Search code examples
fortransignalsmpirestartsignal-handling

Signal handling and check pointing for mpif90


I have written a code for trapping the signal for CTRL+C for gfortran and it works.

program trap  
external trap_term  
call signal(2, trap_term)  
call sleep(60)  
end program trap  

function trap_term()  
integer::trap_term  
print*,'done'  
call exit(trap_term)  
end function trap_term  

How would one write exactly same thing for mpif90 ? Also, what is the best way to include checkpoints and restart (probably automatic) the code (from where left before) in parallel processors.

This is required because I have allocated time on clusters. Jobs are kicked out after fixed number of hours and a new resubmission is required.


Solution

  • Writing your software to checkpoint on receipt of a kill signal from the operating system is likely to be far less useful than you probably hope it will be. Suppose that you can code your program to write a full checkpoint in the time available to it when it is told to stop. You are then left with restarting your program from the arbitrary point at which it was previously stopped. That's a far from trivial problem.

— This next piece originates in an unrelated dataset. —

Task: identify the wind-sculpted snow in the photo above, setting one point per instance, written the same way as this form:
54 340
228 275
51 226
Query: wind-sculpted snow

    Why not do what many of us used to do, and many of us still do, in this domain ? Write your code to checkpoint every X iterations or at intervals of approximately Y minutes (you choose X and Y) ? And write routines to restart from one of those checkpoints in the event that a previous execution has been prematurely halted. This way you only have to restart from a single defined state of execution.

    You should probably be writing these checkpoint and restart routines anyway to guard against hardware problems, which only become worse as the CPU count rises and the number of network connections multiplies.

    I suppose you could write your code to keep an eye on the wall-clock, as it were, and tell it, on start-up, that it had an allowance of N hours so to checkpoint at N-n hours, where n is long enough to do the checkpointing with a small margin of error. But this approach won't help if a CPU fails mid-computation.